# I present to you, 'Chateau des Poulets'



## goatchze (Aug 1, 2006)

Well, we decided to get chickens a while back (Barred Rocks), which means a little wood working. Built a brooder first while the chicks got bigger, then worked on the main coup. Chateau is stained, run's attached, and chicks are a whole lot bigger!

Pic 1: Chicks in the box.
Pic 2: Brooder ready to go.
Pic 3: Chicks out of the box.
Pic 4: the Chateau. Box on the left is the "laying box". Hopefully we'll get them to use it. It's accessible from the outside by lifting the lid.
Pic 5: Clean out. This gives us access inside to clean and make repairs if needed. Two rods run front to back in the chateau as roosts.
Pic 6: Bigger chicks!

One planned modification is to cut holes in the clean out door and cover with wire to try and improve air circulation in the summer heat.


----------



## Hooked (Oct 15, 2004)

Nice!!! All the talk about raising chickens is making us think hard about getting back into it. Love fresh eggs.

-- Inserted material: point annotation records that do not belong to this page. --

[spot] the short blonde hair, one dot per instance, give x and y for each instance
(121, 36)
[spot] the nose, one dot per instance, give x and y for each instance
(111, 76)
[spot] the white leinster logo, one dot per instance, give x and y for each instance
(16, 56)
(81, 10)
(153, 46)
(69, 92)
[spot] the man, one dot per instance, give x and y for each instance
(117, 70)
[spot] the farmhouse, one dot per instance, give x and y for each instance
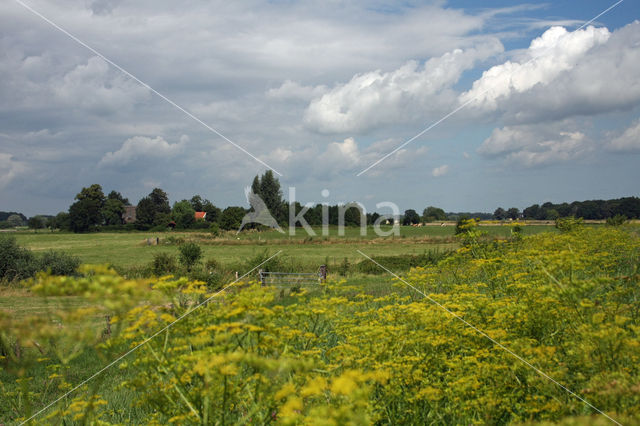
(129, 215)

I'm guessing the small opening is for the chickies use. Do you plan to put a door on it so you can close them up at night? Or, is the run completely enclosed with wire?


----------



## kneekap (Nov 13, 2012)

What? No air conditioner? LOL
That is a nice setup alright. Watch out for the possums and rat snakes.


----------



## goatchze (Aug 1, 2006)

Hooked said:


> Nice!!! All the talk about raising chickens is making us think hard about getting back into it. Love fresh eggs.
> 
> I'm guessing the small opening is for the chickies use. Do you plan to put a door on it so you can close them up at night? Or, is the run completely enclosed with wire?


Both.

The run is completely enclosed in wire, including the floor, in case we need to leave for a few days. But it's not as secure as the house, so we close them up at night while here. We used a mesh bucket screen for the door. We close it, then slide a bar in front to keep it shut.


----------



## Pocketfisherman (May 30, 2005)

It has been my experience that they like more ventilation down lower than what your coop looks like it can provide. You might consider some flip up wooden panels with screening underneath down at a lower level to get some convection circulation between the floor and top vents.


----------